If forgiveness is contingent upon the ability to forget past hurts then who can forgive? Memories of painful past offenses are often seared into our mind. The adage “forgive and forget” may represent a popular way of construing forgiveness, but it usually does not reflect reality. Biblical forgiveness is not so much about absent mindedness as it is an intentional choice not to dwell on those memories. In particular, forgiveness is a refusal to bring up the memory of past offenses to the offender, to others, or to self.
Forgiveness means I will not bring up this sin again in order to use it against those who have wronged me. Forgiveness means the sin that separated us has been addressed, that repentance has been demonstrated, and forgiveness has been sought. In forgiving the offending party, then, we are relinquishing our right to hold this against the other party. From this point forward we will refuse to use past offenses as a weapon in conflict, or as tool to condemn. This is not to suggest that we can never discuss past issues or that we must pretend like they never happened. There are ways to speak about past offenses that are loving and ways to use past offenses as examples. The key distinction is found in the phrase “in order to use it against.” Forgiveness will not allow past sins to be used as continual labels, like a scarlet “A”, against those who have repented.
Forgiveness means I will not bring up this sin to other people. Jesus calls us to forgive from the heart (Matt. 18:35). If we continue to gossip about or slander those whom we say we have forgiven we are simply indicate a heart that is still bitter and resentful towards them. This is not forgiveness. We may speak of another person’s sins in order to garner the sympathy of others or to stir up our own feelings of anger again. Neither motive is compatible with genuine forgiveness from the heart. Forgiveness wants what is best for the offender, and coloring other people’s perception of this person by retelling their sins is not a concern for their good.
Finally, forgiveness means I will not bring up this sin to myself. If I am struggling with the previous two elements of forgiveness then I am likely struggling with this one. Stirring up the memory of past offenses in my own mind is a sure way to bring it up again to others. Of course, this is not easy. Painful events can become lodged in our memories. We must daily, at times, remind ourselves that we have forgiven the other party of these offenses. We must also remind ourselves of all that God has forgiven us of, in Christ. Replaying offenses over and over again in our minds will not enable us to forgive “from the heart.”
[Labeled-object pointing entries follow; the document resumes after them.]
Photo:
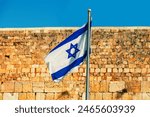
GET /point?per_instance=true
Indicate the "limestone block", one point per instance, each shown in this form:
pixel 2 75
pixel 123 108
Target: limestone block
pixel 10 96
pixel 38 86
pixel 40 96
pixel 145 86
pixel 26 70
pixel 134 86
pixel 107 96
pixel 115 86
pixel 98 96
pixel 103 86
pixel 27 87
pixel 49 96
pixel 22 96
pixel 7 87
pixel 95 86
pixel 30 96
pixel 18 86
These three elements of Biblical forgiveness are foundational for fulfilling the call God has given us to forgive as we have been forgiven (Eph. 4:32; Col. 3:13). We are to be imitators of God (Eph. 5:1), and that applies especially in the realm of extending grace and forgiveness to those who sin against us. Now, these elements do not take into consideration legal matters, or natural consequences. You may forgive someone who must still face the natural consequences of their decisions, this is especially true when those consequences include criminal charges. These elements also do not necessitate that reconciliation occur. Reconciliation is a process of rebuilding trust and that takes times and demonstrative fruit. In some cases, in this broken world, forgiveness may be granted and reconciliation may never occur. Those are important details and nuances to keep in mind as you move towards others in forgiveness.
Forgiveness is less about how we feel and what we remember, than it is about what we choose to do. Forgiveness that is from the heart is about an intentional decisions not to bring up past offenses to those who wrong us, to other people, and most especially to ourselves. How are you doing at forgiving others?